Thor is the god of thunder and the box office, son of Odin and Lord over the nine realms eternal! In reality, he’s just a big, big kid with an even bigger hammer trying to please an over-achieving dad. By Odin’s beard, I will prove myself worthy in your eyes…now give me back my hammer…please? Besides, did I tell you I’ve met a girl? She’s really smart and you’ll really like her, dad.
One Word Movie Review: EPIC
When I was a kid, my dad would take me every Saturday to get my hair cut and afterwards, he’d buy me a comic book. It was my introduction to Marvel Comics and the Marvel Universe of super heroes and amazing fantasy; a parallel world of smart-ass guys with cool powers, epic battles and girl troubles galore. I was also immersed in Greek and Norse mythology big-time, starting with the names of the planets in our solar system and branching off to constellations and so on. The heavens were staring down at me, full of questions and heavy with the weight of the gods imagined by our distant ancestors.

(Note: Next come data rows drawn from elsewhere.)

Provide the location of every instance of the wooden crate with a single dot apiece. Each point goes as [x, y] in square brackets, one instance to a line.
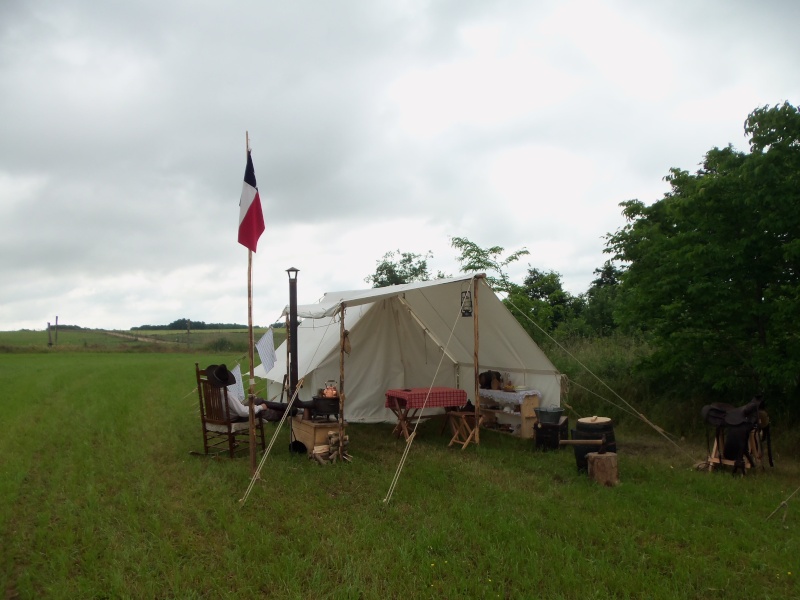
[312, 433]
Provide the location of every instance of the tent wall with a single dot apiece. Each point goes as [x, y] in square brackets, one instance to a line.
[417, 338]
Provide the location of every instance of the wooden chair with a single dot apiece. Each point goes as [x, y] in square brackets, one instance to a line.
[220, 428]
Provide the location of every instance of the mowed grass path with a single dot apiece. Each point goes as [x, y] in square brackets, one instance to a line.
[99, 498]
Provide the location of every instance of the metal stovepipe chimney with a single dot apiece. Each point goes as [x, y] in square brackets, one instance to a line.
[292, 330]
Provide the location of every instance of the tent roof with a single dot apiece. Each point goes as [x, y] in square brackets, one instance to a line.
[331, 301]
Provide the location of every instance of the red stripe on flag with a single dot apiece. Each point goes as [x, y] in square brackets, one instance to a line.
[251, 218]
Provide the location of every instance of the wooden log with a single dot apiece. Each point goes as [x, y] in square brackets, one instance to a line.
[603, 468]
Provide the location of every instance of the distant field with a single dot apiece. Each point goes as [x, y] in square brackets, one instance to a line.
[100, 498]
[217, 340]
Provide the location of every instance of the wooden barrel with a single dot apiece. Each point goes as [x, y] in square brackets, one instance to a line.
[592, 428]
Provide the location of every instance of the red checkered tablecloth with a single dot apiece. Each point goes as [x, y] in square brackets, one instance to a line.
[415, 397]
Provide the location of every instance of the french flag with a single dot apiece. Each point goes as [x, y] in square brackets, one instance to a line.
[251, 219]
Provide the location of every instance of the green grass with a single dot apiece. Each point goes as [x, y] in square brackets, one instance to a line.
[92, 340]
[99, 498]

So now, with the release of Thor, the great Marvel Norse God, home to Asgard and the nine realms and the evil yet playful Loki, I truly wanted this movie to deliver the imagination of my youth directly onto the screen. Well, rest easy my friends because this movie creates this slice of the Marvel Universe in spectacular fashion. Chris Hemsworth nails the God of Thunder with a mighty portrayal of strength, charm and humor, with an immortal’s arrogance tossed in. Natalie Portman plays the brainy Jane Foster as a clumsy yet charming absent-minded, socially inept scientist geek constantly driving into Thor with her truck. Underneath all that is her suppressed “hot chick who doesn’t know it” vibe just waiting to burst out for the right god/man/celestial traveller. Tom Hiddleston plays the charmingly evil Loki, biding his time under the shadow of his powerful older brother while secretly plotting to seize power over every damn realm in the cosmos.
Kenneth Branagh makes a welcome return to the cinema of epic stories of kings and sons and Shakespearean tragedies, balancing the action with the human side of this story; allowing the humor of a god stripped of power and banished to the dust of New Mexico to shine through with equal screen time as the cosmic battlegrounds.
I’ve admitted my bias towards this material but this, in some ways, raises the bar for Thor in my view. If this movie didn’t deliver, I would be trashing it all along the Rainbow Bridge to Asgard itself. But I don’t have to. In a crowded theater, the audience, myself included, had a thunderous good time.